Can't wait to see pics of Biscuit all decked out!!


----------



## QOS (Dec 8, 2008)

Woot!!!! She is very nice on the phone. I really liked the Comanche bridle but I got the Pawnee because it is easier to remove the bit with that setup. The Comanche was prettier but the Pawnee will give me more "function" at rides to be able to quickly take the bit off of a horse that can still be a little head shy.

My ride buddy got the Prymtym bridle, Comfy Reins and breast strap. Hers are brown and caramel colored to match her saddle. LOL I like COLOR!!

I had to explain to my hubby why I needed new tack when I have brand new tack. He said just use it and if it breaks/wears out get more. I had to explain about the vet checks at endurance rides and resting/walking the horse at that time and having a bridle/halter comes in handy. He didn't care about the money - he just didn't understand buying more of what I just bought! I am going to buy another bit so that both Biscuit's bridles will have bits. I have several bits now - a banana bit, a Les Vogt curb bit that is GORGEOUS, the snaffle with a curb that Biscuit currently uses and a thick O ring snaffle. We also have a gorgeous O ring Les Vogt snaffle bit. Loads of bits but need a new one anyway!


----------



## phantomhorse13 (Feb 18, 2011)

Joe4d said:


> When you get the chest breastraps. I strongly sugest getting the one that either holds chemical glow sticks or get a refective prism overlay. Do the math, on the 50 milers it'll be dark when you come in.


I have never heard of a breastcollar that has glow sticks built in, do you have a link somewhere so I can see it? I always wind up attaching my glowsticks and lights the old-fashioned way--with electrical tape! Would love to see some alternatives.











Also, are there many moonlight 50s offered in the south/southeast? The only 50 miler that I have ridden where people finish in the dark is the Moonlight in Vermont 50, and its because you start at 2 in the afternoon so its timed to have you riding after nightfall. What 50s do you have planned that will have you finishing in the dark?


----------



## QOS (Dec 8, 2008)

That would be pretty darn neat to have a place to snap them to - like little d rings for the glow sticks. Love Dreams head lights! That is too funny!!!


----------



## Joe4d (Sep 1, 2011)

ess little pockets that the glow sticks stuck in I will look,
Here is one, scroll down to night rider, American Trail Gear


----------



## phantomhorse13 (Feb 18, 2011)

Joe4d said:


> ess little pockets that the glow sticks stuck in I will look,
> Here is one, scroll down to night rider, American Trail Gear



That is an excellent idea! I wish the picture blew up bigger, as I would love to see how they are attached.

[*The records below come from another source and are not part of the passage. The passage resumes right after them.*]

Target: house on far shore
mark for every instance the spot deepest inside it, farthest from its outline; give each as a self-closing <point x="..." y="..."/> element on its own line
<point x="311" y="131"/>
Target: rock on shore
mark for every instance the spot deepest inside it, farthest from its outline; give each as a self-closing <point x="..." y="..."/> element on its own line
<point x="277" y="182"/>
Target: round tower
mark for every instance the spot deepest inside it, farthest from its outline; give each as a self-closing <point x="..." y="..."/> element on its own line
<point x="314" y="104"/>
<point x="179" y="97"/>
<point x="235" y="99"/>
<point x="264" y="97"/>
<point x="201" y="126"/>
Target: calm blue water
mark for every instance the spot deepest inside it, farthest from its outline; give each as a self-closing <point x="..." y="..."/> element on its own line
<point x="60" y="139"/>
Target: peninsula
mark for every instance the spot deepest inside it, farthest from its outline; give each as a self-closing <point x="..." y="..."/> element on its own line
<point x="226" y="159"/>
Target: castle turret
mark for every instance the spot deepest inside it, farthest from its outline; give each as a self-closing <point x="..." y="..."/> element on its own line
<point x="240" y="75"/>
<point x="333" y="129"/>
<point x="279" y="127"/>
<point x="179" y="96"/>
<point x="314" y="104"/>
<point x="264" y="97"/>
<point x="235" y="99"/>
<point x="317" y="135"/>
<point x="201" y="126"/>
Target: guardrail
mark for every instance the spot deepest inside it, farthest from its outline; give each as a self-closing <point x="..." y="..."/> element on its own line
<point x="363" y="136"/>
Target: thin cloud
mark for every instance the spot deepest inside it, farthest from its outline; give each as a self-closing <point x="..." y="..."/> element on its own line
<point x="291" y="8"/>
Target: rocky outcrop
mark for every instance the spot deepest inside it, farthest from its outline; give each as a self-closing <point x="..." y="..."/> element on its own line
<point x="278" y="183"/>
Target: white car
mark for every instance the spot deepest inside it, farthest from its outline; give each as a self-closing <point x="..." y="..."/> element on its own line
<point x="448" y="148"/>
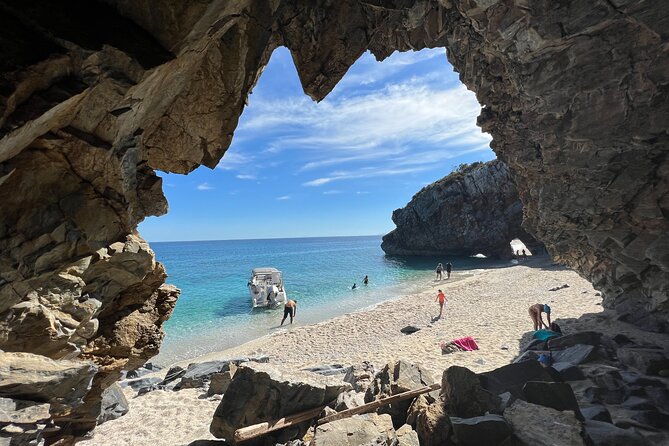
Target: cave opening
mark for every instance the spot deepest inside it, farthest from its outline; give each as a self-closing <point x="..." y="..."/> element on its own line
<point x="296" y="169"/>
<point x="575" y="96"/>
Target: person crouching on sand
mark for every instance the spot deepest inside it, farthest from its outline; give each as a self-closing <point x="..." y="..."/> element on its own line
<point x="289" y="309"/>
<point x="535" y="315"/>
<point x="441" y="298"/>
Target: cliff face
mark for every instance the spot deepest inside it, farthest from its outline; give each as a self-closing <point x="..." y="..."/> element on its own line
<point x="96" y="95"/>
<point x="471" y="211"/>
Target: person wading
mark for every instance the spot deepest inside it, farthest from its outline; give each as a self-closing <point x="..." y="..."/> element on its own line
<point x="441" y="298"/>
<point x="289" y="309"/>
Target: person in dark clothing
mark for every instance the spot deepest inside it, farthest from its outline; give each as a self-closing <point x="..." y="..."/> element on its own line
<point x="289" y="310"/>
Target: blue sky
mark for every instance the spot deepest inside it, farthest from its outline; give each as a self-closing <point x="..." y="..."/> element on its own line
<point x="340" y="167"/>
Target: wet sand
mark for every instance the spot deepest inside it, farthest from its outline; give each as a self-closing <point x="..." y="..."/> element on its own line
<point x="489" y="305"/>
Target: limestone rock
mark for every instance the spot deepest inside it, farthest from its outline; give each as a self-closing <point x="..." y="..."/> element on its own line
<point x="62" y="383"/>
<point x="349" y="400"/>
<point x="576" y="354"/>
<point x="14" y="411"/>
<point x="113" y="405"/>
<point x="397" y="377"/>
<point x="433" y="425"/>
<point x="583" y="337"/>
<point x="262" y="392"/>
<point x="487" y="429"/>
<point x="646" y="360"/>
<point x="474" y="210"/>
<point x="200" y="374"/>
<point x="568" y="371"/>
<point x="463" y="395"/>
<point x="543" y="426"/>
<point x="221" y="381"/>
<point x="596" y="413"/>
<point x="406" y="436"/>
<point x="605" y="434"/>
<point x="511" y="378"/>
<point x="360" y="376"/>
<point x="357" y="430"/>
<point x="328" y="369"/>
<point x="558" y="396"/>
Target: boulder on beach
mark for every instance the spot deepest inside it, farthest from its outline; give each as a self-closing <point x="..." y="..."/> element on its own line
<point x="398" y="377"/>
<point x="221" y="381"/>
<point x="433" y="425"/>
<point x="489" y="430"/>
<point x="114" y="404"/>
<point x="365" y="429"/>
<point x="463" y="395"/>
<point x="558" y="396"/>
<point x="649" y="361"/>
<point x="512" y="377"/>
<point x="27" y="376"/>
<point x="262" y="392"/>
<point x="542" y="426"/>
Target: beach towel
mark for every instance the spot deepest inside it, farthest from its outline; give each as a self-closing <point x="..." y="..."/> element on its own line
<point x="545" y="335"/>
<point x="466" y="344"/>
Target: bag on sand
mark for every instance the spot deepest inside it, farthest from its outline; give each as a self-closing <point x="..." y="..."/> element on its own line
<point x="466" y="344"/>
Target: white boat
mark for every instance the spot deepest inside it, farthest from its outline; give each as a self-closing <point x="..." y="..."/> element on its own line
<point x="266" y="288"/>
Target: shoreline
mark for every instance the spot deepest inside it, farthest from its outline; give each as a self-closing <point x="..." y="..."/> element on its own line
<point x="394" y="292"/>
<point x="255" y="346"/>
<point x="490" y="306"/>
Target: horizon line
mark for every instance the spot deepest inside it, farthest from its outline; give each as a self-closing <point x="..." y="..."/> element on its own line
<point x="262" y="238"/>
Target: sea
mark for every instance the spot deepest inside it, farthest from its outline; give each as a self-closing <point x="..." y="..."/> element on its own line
<point x="214" y="311"/>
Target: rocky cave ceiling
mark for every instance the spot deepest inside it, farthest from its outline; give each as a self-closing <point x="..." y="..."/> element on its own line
<point x="96" y="95"/>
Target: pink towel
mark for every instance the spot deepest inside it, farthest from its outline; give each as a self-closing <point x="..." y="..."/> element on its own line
<point x="467" y="344"/>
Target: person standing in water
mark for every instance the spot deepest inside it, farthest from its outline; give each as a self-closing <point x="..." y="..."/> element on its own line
<point x="441" y="298"/>
<point x="535" y="314"/>
<point x="289" y="309"/>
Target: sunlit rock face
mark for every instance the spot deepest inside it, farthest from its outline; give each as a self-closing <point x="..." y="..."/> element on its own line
<point x="474" y="210"/>
<point x="96" y="95"/>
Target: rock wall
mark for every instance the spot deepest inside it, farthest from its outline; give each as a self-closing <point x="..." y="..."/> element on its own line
<point x="575" y="96"/>
<point x="96" y="95"/>
<point x="473" y="210"/>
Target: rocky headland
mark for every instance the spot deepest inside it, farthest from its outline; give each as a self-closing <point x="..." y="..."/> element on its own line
<point x="97" y="95"/>
<point x="473" y="210"/>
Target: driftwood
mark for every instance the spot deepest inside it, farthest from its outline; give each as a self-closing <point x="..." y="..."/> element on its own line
<point x="260" y="429"/>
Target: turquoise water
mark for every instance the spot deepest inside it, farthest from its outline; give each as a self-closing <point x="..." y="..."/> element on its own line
<point x="214" y="310"/>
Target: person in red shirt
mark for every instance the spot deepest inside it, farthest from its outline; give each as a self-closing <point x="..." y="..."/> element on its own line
<point x="441" y="298"/>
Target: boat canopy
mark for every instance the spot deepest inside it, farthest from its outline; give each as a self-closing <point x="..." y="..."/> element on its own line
<point x="265" y="271"/>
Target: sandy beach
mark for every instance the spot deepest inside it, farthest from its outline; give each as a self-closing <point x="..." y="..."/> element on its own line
<point x="490" y="305"/>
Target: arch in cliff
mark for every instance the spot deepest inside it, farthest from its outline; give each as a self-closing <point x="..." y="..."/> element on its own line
<point x="96" y="95"/>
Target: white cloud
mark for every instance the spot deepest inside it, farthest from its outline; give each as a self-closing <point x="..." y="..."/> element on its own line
<point x="364" y="173"/>
<point x="409" y="126"/>
<point x="408" y="123"/>
<point x="234" y="160"/>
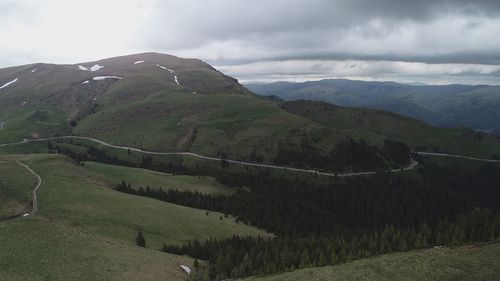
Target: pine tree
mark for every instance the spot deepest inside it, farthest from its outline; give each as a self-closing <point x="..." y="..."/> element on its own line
<point x="139" y="240"/>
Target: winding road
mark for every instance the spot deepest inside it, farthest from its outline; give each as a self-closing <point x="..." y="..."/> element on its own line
<point x="458" y="156"/>
<point x="412" y="165"/>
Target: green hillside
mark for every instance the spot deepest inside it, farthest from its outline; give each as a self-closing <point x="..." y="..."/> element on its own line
<point x="16" y="186"/>
<point x="80" y="215"/>
<point x="142" y="177"/>
<point x="417" y="134"/>
<point x="479" y="263"/>
<point x="474" y="106"/>
<point x="168" y="103"/>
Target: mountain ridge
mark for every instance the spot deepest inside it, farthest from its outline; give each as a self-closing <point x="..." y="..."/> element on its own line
<point x="439" y="105"/>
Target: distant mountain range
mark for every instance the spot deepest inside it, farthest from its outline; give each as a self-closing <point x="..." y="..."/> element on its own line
<point x="161" y="102"/>
<point x="477" y="106"/>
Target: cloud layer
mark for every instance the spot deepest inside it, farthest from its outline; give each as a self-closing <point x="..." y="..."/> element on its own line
<point x="426" y="41"/>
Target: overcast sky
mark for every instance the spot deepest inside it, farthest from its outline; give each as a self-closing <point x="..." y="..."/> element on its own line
<point x="428" y="41"/>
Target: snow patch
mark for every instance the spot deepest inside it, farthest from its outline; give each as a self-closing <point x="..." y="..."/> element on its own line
<point x="93" y="68"/>
<point x="8" y="83"/>
<point x="97" y="78"/>
<point x="186" y="269"/>
<point x="96" y="67"/>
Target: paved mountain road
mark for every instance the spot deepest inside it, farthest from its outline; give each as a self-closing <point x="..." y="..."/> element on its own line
<point x="458" y="156"/>
<point x="412" y="165"/>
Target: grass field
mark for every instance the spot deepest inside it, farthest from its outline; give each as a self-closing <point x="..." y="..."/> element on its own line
<point x="84" y="230"/>
<point x="385" y="125"/>
<point x="141" y="177"/>
<point x="465" y="263"/>
<point x="16" y="186"/>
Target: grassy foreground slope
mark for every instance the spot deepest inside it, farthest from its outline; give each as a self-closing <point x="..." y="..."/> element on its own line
<point x="16" y="186"/>
<point x="80" y="216"/>
<point x="478" y="263"/>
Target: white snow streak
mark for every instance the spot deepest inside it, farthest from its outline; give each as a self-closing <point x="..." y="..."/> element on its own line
<point x="93" y="68"/>
<point x="106" y="77"/>
<point x="8" y="83"/>
<point x="96" y="67"/>
<point x="171" y="71"/>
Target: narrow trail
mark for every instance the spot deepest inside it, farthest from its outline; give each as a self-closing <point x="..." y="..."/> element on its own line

But my current tack works just fine, so much as I would love to shop, new tack is not in my budget. Guess I will have to stick with my tape. :wink:


----------



## QOS (Dec 8, 2008)

*My Tack Arrived Today!!!*

I got home today and there was a box in the mail and I thought it was cake equipment that I had ordered. I set the box down and was looking at other stuff (I knew what I had ordered from the cake place so no need to rush to open that box!) and then finally opened the box and there was my new Biothane tack that my hubby "ordered" (read paid for) for my Christmas present. :shock:

 It is GORGEOUS!!!! Hubby was sitting there and fussed I wouldn't have anything under the tree and I said "sure I will! I will wrap it up and unwrap it on Christmas!!!" He said he didn't care if I used it when I go riding this week. I will most likely take it to the barn tomorrow to try on Biscuit and then wrap it up!!! It is so well made and very substantial. I couldn't be more thrilled! I will post a picture of it tomorrow when I try it on The Biscuit.


----------



## phantomhorse13 (Feb 18, 2011)

QOS said:


> then finally opened the box and there was my new Biothane tack that my hubby "ordered" (read paid for) for my Christmas present. :shock:
> 
> It is GORGEOUS!!!! I will post a picture of it tomorrow when I try it on The Biscuit.



Can't wait to see it!!!!!!


----------



## QOS (Dec 8, 2008)

*Biscuit in his Taylored Tack*

Here is Biscuit in my Christmas present - a Taylored Tack biothane Pawnee Halter/Bridle with reins. I LOVED the color and it seemed to fit Biscuit nicely. I thought he looked wonderful in it! I didn't order the curb chain - DUH :???: and I can see that I absolutely will have to have one. I don't want a funky looking curb chain on my new tack. I will be ordering one ASAP. 

Here is some pics of The Biscuit.


----------



## MHFoundation Quarters (Feb 23, 2011)

He looks very handsome! Merry Christmas Biscuit


----------



## QOS (Dec 8, 2008)

All he cared about is he got 4 treats for playing dress up!!:clap::rofl:


----------



## phantomhorse13 (Feb 18, 2011)

love it!!!


----------



## Celeste (Jul 3, 2011)

Looking good!


----------